What’s the difference between a voice profile and a brand style guide?
A brand style guide defines rules for how an organization communicates — approved terminology, tone standards, formatting requirements. A voice profile captures how a specific individual actually writes, based on observed patterns. They serve different purposes: style guides are prescriptive and institutional; voice profiles are descriptive and personal.
Can I build separate voice profiles for different contexts?
Yes, and for many people this is the right approach. Your voice in thought leadership posts may differ significantly from your voice in sales emails or internal communications. You can build a core profile and then add context-specific addenda, or maintain entirely separate profiles for different use cases. Label them clearly so your AI agents load the right one.
Key Takeaways
- A voice profile captures your actual writing patterns — not your ideal ones — and makes them reusable across AI workflows.
- The Claude Co-work Interview Method works by analyzing real samples rather than relying on self-description, which produces more accurate profiles.

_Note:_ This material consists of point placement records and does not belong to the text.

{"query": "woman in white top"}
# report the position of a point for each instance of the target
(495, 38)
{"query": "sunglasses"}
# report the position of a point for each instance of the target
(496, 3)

- The interview runs in rounds: pattern identification, edge case clarification, and negative pattern mapping (“what I never do”).
- The output is a markdown file you can drop into any AI agent as persistent system context.
- Testing against real writing tasks is essential — most profiles need one or two refinement rounds to reach high accuracy.
- Tools like MindStudio let you operationalize your voice profile by embedding it into automated content workflows, so every agent output starts from the right foundation.
Building a voice profile is a one-time investment that pays dividends across every piece of content your AI agents produce. Once it’s in place, you spend less time editing and more time on the work that actually requires your judgment.